Here are titles, abstracts, and links to my most recent working papers. (Check back often; more are always on the way!)
Bruce Ackerman is a luminary amongst constitutional law scholars. James Buchanan is the same for scholars of constitutional political economy. However, they are diametrically opposed in terms of their thinking on constitutional change. Ackerman is a decided majoritarian; alternatively, Buchanan's normative perspective is rooted in generality. Yet both Ackerman and Buchanan consider themselves constitutionalists. I provide a comparative analysis of Ackerman's views vis-àvis those of Buchanan on constitutional change. As a relative virtue, Ackerman provides more emphasis on the qualitative nature of consideration/deliberation on constitutional change; alternatively, a relative virtue of Buchanan is his insistence on generality and an (at least) implicit unwillingness to subjectively weight individuals in terms of their input to such change. I use Article V of the US Constitution as a vehicle for the comparative analysis.

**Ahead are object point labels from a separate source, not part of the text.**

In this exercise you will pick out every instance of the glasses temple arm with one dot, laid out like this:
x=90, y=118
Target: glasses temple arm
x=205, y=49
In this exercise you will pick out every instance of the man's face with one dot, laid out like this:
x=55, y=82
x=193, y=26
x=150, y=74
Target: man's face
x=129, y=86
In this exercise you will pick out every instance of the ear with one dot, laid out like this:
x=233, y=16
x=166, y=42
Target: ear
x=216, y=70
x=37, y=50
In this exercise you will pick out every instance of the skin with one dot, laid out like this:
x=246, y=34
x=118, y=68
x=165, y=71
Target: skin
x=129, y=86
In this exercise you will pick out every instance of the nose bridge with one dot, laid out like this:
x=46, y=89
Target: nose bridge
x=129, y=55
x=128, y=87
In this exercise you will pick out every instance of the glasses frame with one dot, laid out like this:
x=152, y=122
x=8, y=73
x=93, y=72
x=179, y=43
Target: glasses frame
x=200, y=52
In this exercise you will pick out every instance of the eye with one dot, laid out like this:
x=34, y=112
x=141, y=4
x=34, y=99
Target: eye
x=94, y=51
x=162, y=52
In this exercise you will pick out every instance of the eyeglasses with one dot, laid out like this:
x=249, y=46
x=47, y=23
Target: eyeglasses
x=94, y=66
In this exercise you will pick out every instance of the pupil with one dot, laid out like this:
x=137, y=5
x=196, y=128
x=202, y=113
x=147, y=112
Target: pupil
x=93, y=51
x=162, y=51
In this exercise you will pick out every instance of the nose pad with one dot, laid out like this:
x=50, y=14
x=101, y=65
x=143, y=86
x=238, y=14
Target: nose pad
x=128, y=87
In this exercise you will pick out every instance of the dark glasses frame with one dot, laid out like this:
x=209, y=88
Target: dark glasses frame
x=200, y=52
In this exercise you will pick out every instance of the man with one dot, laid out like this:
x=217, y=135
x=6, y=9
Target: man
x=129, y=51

Revolutionary Constitutional Compliance
with Jamie Bologna Pavlik and Justin T. Callais
Revolutions are bottom-up movements for regime change that, if successful, overthrow and replace a society’s principal institutions. Successful revolutions are often followed by a new Constitution. We explore whether revolutionary Constitutions, all else equal, lead to higher compliance than their non-revolutionary counterparts. To do so we combine data from the Comparative Constitutional Compliance Database (CCCD; Gutmann et al. 2023) and the Revolutionary Episodes Dataset (RED; Beissinger 2022). We identify 15 revolutionary Constitutions, adopted between 1976 and 2010, and consider their compliance relative to that of their predecessors. We employ matching methods (Rosenbaum and Rubin 1983), drawing on up to 61 cases of (non-revolutionary) Constitutional adoptions to construct counterfactual episodes. Revolutionary Constitutions lead to higher compliance at least 5 years out from their adoption. At 10 years out, the positive overall compliance effect gets weaker. However, the effect remains significant for basic human and civil rights provisions.